Questo è ai miei occhi il leitmotiv della interessante e innovativa interpretazione dell’agire comunicativo di Achille e Socrate offertaci da Cristiana Caserta.

Il libro è strutturato in sette capitoli, oltre alla introduzione, conclusione e bibliografia.

L’introduzione inquadra nel contesto socio-politico la questione della comunicazione come quella particolare forma di relazione che costituisce l’identità del singolo e della comunità.

I primi tre capitoli sono dedicati ad Achille, i successivi a Socrate. Nei capitoli dedicati ad Achille troviamo una interessante analisi delle posture dell’eroe, condotta sui testi omerici ma anche sulle opere statuarie, tendente a cogliere in esse il significato del suo agire. Il corpo di Achille è statico in quanto destinato alla morte e impotente nella privazione di Briseide. L’impotenza legata al ratto della schiava è tanto di natura fisica e sessuale quanto di natura sociale e provoca una ferita che intacca il suo onore. La sua vitalità si manifesta invece nella battaglia dove il corpo scopre un movimento liberato grazie allo scudo e alle lance. L’abito fatto di armi non è più abito che cela e nasconde (su questo l’autrice si confronta efficacemente con la tesi della Nussbaum in merito all’invisibilità) ma abito che manifesta la possibilità della lotta e del riscatto. Secondo l’autrice l’eroe da silenzioso diventa “sonoro”: il suo corpo in movimento diventa cioè la sua voce.

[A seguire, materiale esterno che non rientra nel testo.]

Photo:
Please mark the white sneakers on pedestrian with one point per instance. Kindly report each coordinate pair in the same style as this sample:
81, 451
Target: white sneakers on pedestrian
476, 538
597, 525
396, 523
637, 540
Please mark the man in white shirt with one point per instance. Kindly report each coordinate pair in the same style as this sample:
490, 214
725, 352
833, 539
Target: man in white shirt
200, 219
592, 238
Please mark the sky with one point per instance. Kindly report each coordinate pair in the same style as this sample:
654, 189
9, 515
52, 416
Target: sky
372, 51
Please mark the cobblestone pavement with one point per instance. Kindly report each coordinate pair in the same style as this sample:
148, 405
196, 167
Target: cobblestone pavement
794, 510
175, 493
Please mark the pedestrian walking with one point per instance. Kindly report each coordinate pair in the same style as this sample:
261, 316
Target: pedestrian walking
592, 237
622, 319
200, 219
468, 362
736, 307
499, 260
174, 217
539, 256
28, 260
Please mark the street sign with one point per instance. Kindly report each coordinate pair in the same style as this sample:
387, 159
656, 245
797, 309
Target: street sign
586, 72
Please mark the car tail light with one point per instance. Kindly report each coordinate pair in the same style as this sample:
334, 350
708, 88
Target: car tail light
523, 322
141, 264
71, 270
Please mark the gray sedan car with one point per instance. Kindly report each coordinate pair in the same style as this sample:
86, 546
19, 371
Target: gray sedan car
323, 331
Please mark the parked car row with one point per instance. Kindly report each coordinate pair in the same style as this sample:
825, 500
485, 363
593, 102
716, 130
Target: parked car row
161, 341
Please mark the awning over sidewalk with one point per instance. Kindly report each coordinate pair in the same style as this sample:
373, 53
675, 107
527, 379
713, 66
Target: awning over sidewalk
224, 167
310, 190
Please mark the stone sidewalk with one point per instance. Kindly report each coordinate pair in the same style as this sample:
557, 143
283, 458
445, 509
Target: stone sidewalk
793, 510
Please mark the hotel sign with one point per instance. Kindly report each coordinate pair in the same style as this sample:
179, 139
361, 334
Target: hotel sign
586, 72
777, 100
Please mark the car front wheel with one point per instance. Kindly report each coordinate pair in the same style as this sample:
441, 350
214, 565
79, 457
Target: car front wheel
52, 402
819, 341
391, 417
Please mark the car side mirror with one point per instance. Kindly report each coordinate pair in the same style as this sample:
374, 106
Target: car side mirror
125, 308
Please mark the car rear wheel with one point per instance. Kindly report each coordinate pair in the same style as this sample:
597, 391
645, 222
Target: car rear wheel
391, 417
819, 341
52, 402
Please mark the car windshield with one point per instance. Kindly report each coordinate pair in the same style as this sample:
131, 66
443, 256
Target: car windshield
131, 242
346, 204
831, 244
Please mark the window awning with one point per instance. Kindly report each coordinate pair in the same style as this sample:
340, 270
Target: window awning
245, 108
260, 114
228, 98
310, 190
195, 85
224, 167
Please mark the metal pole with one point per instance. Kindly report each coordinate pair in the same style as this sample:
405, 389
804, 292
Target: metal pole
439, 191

Anche nell’analisi della figura di Socrate l’autrice utilizza uno stile ermeneutico teso ad analizzare gli aspetti relativi alle diverse posture corporee della comunicazione socratica. In particolare nel caso di Socrate si evidenzia chiaramente come la sua fosse una modalità relazionale dove parole, corpo ed emozioni assumevano un ruolo preciso nella postura comunicativa.

Nel capitolo V dedicato al Protagora di Platone la Caserta ci mostra magistralmente come un’analisi capace di tenere conto anche degli aspetti corporei ed emotivi sia capace di fornire interessanti indicazioni filosofiche, considerando appunto filosoficamente i prologhi e le cornici narrative solitamente ritenuti meri accessori.

Il piano letterario della scrittura platonica non è scisso da quello filosofico ma è l’incarnazione di una filosofia volta alla trasformazione degli interlocutori e dei lettori. Nello specifico, secondo la Caserta, Socrate è stato capace di trasformare Protagora. Socrate, fornendo a Protagora un modello di dialogo vuole far nascere in lui il desiderio di prendervi parte attraverso il motore della contraddizione. Conducendo Protagora alla confutazione della tesi che aveva esposto nel suo discorso lungo autopresentativo, Socrate induce Protagora ad accettare un dialogo per difendere la sua tesi (e, aggiungerei, la sua immagine sociale). Socrate mette alla prova la tesi di Protagora attraverso l’analisi dell’attitudine comunicativa del personaggio e delle sue tesi. La tesi di Protagora afferma infatti che la virtù può essere insegnata e che l’insegnamento è possibile. Bisogna però chiedersi: “Protagora è disposto ad imparare? È capace di imparare le regole del dialogo?”. La risposta è negativa. Si assiste quindi alla contraddizione confutazione della stessa persona, non solo della sua tesi.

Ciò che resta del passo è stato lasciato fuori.